The five inputs studied are jet angle, jet velocity, suction velocity, motion speed, and the height of the collector above the bottom. The ranges are 30-45 degrees for angle, 7-13 m s⁻¹ for jet velocity, 1.0-2.0 m s⁻¹ for suction velocity, 0.40-0.60 m s⁻¹ for motion speed, and 60–100 mm for height. A Box-Behnken plan with 46 runs captures linear, interaction, and quadratic effects so the response surfaces can be fit reliably.
The fitted models and the study’s conclusions identify which inputs most strongly influence each response within the tested space. For pickup efficiency, height above the bottom, suction, jet velocity, and jet angle have significant influence, while motion speed is not dominant. For disturbance area, height, angle, and suction are the key drivers. For equivalent power consumption, suction, motion speed, and height dominate. These rankings are consistent with the ANOVA summary presented in Table 5, which the paper uses to evaluate factor significance.

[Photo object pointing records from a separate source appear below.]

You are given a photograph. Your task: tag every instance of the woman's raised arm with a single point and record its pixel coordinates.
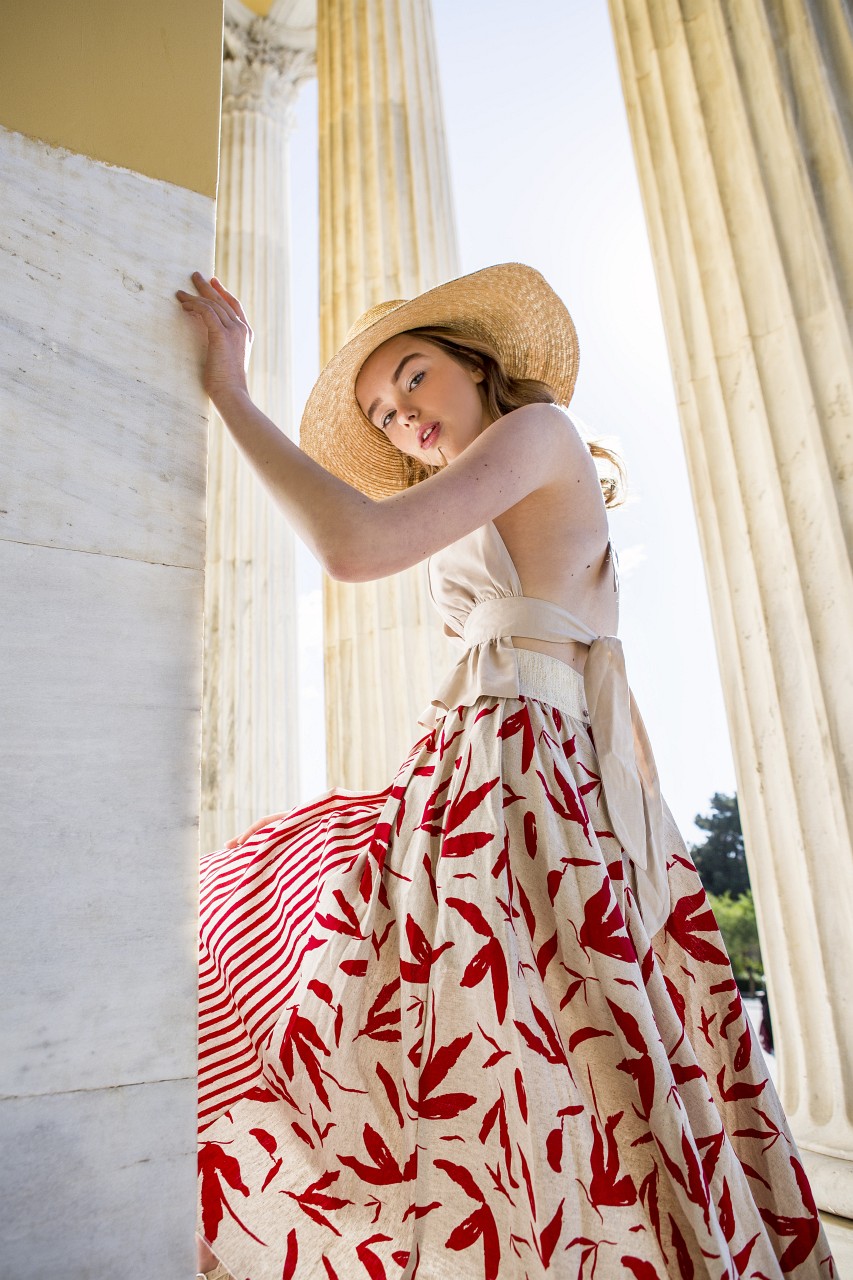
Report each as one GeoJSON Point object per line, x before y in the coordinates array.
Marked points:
{"type": "Point", "coordinates": [354, 536]}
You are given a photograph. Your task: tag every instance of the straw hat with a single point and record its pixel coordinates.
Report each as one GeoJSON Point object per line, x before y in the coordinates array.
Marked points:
{"type": "Point", "coordinates": [510, 306]}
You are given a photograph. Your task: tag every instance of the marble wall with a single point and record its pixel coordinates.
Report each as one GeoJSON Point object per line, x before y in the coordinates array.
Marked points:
{"type": "Point", "coordinates": [101, 576]}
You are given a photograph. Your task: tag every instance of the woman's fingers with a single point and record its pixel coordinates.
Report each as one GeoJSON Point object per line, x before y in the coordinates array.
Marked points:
{"type": "Point", "coordinates": [213, 315]}
{"type": "Point", "coordinates": [232, 301]}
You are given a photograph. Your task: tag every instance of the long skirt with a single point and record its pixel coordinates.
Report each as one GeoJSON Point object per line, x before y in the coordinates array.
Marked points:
{"type": "Point", "coordinates": [437, 1041]}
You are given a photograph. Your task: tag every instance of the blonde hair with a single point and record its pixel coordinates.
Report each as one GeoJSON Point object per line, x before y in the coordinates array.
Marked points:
{"type": "Point", "coordinates": [502, 394]}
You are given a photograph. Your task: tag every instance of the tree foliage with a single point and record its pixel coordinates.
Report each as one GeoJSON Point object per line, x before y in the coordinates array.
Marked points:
{"type": "Point", "coordinates": [721, 860]}
{"type": "Point", "coordinates": [735, 918]}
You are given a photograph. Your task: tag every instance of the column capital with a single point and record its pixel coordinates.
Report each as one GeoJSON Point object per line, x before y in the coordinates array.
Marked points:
{"type": "Point", "coordinates": [265, 59]}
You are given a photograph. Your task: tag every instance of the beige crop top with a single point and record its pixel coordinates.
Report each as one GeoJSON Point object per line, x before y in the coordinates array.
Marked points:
{"type": "Point", "coordinates": [477, 590]}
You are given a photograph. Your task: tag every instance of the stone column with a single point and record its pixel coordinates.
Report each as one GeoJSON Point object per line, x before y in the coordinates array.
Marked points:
{"type": "Point", "coordinates": [386, 232]}
{"type": "Point", "coordinates": [250, 762]}
{"type": "Point", "coordinates": [743, 136]}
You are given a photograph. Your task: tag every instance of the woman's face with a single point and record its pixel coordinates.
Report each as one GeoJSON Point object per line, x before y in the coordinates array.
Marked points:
{"type": "Point", "coordinates": [424, 401]}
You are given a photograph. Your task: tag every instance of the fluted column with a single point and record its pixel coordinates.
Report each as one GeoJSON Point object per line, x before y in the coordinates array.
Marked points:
{"type": "Point", "coordinates": [250, 762]}
{"type": "Point", "coordinates": [743, 136]}
{"type": "Point", "coordinates": [386, 232]}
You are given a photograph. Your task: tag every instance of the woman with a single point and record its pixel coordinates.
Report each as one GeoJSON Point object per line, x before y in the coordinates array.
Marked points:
{"type": "Point", "coordinates": [480, 1022]}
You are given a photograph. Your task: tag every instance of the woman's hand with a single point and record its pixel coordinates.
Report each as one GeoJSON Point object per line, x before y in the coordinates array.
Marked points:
{"type": "Point", "coordinates": [264, 822]}
{"type": "Point", "coordinates": [229, 336]}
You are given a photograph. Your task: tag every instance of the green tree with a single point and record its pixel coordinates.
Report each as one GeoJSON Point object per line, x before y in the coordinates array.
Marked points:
{"type": "Point", "coordinates": [737, 920]}
{"type": "Point", "coordinates": [721, 860]}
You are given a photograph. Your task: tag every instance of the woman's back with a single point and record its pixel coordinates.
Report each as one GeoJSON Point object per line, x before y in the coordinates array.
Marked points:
{"type": "Point", "coordinates": [559, 540]}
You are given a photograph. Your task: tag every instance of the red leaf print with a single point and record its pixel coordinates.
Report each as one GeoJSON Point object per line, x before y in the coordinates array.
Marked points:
{"type": "Point", "coordinates": [369, 1260]}
{"type": "Point", "coordinates": [689, 917]}
{"type": "Point", "coordinates": [465, 844]}
{"type": "Point", "coordinates": [215, 1164]}
{"type": "Point", "coordinates": [489, 959]}
{"type": "Point", "coordinates": [515, 723]}
{"type": "Point", "coordinates": [605, 1187]}
{"type": "Point", "coordinates": [530, 833]}
{"type": "Point", "coordinates": [439, 1063]}
{"type": "Point", "coordinates": [725, 1211]}
{"type": "Point", "coordinates": [425, 956]}
{"type": "Point", "coordinates": [546, 952]}
{"type": "Point", "coordinates": [346, 923]}
{"type": "Point", "coordinates": [322, 990]}
{"type": "Point", "coordinates": [391, 1089]}
{"type": "Point", "coordinates": [471, 913]}
{"type": "Point", "coordinates": [384, 1169]}
{"type": "Point", "coordinates": [527, 910]}
{"type": "Point", "coordinates": [737, 1091]}
{"type": "Point", "coordinates": [603, 928]}
{"type": "Point", "coordinates": [551, 1047]}
{"type": "Point", "coordinates": [744, 1051]}
{"type": "Point", "coordinates": [381, 1022]}
{"type": "Point", "coordinates": [292, 1256]}
{"type": "Point", "coordinates": [584, 1033]}
{"type": "Point", "coordinates": [550, 1235]}
{"type": "Point", "coordinates": [464, 804]}
{"type": "Point", "coordinates": [639, 1269]}
{"type": "Point", "coordinates": [479, 1223]}
{"type": "Point", "coordinates": [430, 819]}
{"type": "Point", "coordinates": [553, 1148]}
{"type": "Point", "coordinates": [521, 1095]}
{"type": "Point", "coordinates": [714, 1142]}
{"type": "Point", "coordinates": [803, 1230]}
{"type": "Point", "coordinates": [301, 1036]}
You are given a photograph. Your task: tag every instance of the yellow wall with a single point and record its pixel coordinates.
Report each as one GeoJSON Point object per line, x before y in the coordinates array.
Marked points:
{"type": "Point", "coordinates": [133, 85]}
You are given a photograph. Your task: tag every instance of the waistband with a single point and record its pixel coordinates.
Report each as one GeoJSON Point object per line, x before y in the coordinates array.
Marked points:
{"type": "Point", "coordinates": [552, 681]}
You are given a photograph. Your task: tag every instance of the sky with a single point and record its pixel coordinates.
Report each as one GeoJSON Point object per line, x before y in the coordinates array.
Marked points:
{"type": "Point", "coordinates": [542, 172]}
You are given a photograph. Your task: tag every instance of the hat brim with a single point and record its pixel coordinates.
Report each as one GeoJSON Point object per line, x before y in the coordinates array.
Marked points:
{"type": "Point", "coordinates": [510, 306]}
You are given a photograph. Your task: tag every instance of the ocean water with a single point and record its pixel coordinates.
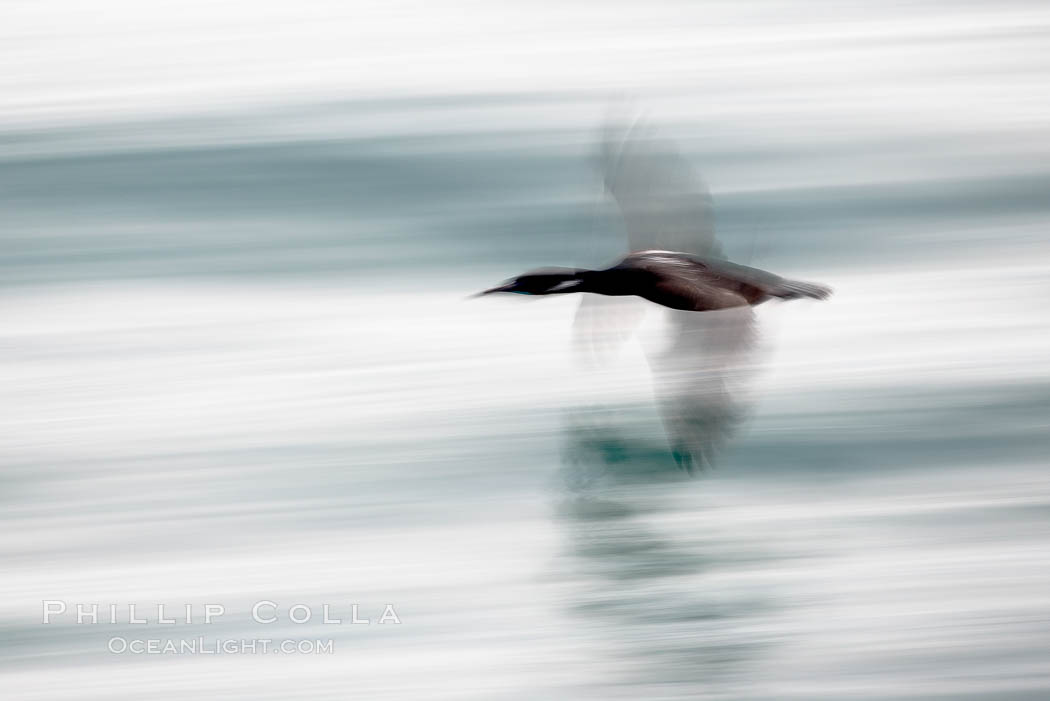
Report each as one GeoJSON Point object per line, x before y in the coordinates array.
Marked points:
{"type": "Point", "coordinates": [240, 365]}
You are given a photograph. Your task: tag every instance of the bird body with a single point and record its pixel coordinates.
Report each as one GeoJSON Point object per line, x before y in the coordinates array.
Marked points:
{"type": "Point", "coordinates": [676, 262]}
{"type": "Point", "coordinates": [669, 278]}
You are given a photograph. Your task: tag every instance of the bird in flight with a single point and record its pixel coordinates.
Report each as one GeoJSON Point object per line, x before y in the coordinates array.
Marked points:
{"type": "Point", "coordinates": [675, 261]}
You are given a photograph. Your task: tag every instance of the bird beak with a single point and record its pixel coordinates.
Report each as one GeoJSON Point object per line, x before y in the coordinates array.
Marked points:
{"type": "Point", "coordinates": [503, 288]}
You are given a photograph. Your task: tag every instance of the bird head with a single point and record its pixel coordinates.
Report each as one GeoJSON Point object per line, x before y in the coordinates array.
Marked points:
{"type": "Point", "coordinates": [545, 281]}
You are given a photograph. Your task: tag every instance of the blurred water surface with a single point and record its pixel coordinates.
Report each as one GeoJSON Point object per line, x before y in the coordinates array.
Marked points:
{"type": "Point", "coordinates": [239, 365]}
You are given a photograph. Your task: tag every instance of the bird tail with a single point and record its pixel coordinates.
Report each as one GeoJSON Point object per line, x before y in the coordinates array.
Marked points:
{"type": "Point", "coordinates": [797, 289]}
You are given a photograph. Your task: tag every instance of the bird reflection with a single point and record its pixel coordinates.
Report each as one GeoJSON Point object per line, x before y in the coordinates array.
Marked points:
{"type": "Point", "coordinates": [648, 577]}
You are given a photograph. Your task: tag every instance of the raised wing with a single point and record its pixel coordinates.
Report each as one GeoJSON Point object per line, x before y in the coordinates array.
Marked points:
{"type": "Point", "coordinates": [665, 204]}
{"type": "Point", "coordinates": [699, 379]}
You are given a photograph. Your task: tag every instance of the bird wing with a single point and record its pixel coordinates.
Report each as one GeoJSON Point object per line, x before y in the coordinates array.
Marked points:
{"type": "Point", "coordinates": [700, 378]}
{"type": "Point", "coordinates": [664, 202]}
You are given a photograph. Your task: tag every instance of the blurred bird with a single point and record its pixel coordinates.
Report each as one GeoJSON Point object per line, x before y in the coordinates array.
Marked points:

Under a desirability framework, the authors report and validate one operating point: 37.14 degrees jet angle, 1.48 m s⁻¹ suction velocity, 8.5 m s⁻¹ jet velocity, 0.55 m s⁻¹ motion speed, and 71.37 mm height above the bottom. At this setting the measured outcomes are 90.00 percent pickup, 22.53 cm² disturbance cross-section, and 16.98 kW·s·m⁻¹ equivalent power. The paper also classifies four observed nodule motion paths and notes that several validation indicators were not ideal, motivating further repeat testing.
By quantifying how angle, suction, jet speed, travel speed, and height trade off against pickup, disturbance, and energy, the study provides concrete operating targets for Coandă-based collectors that aim to raise recovery while managing energy and sediment effects.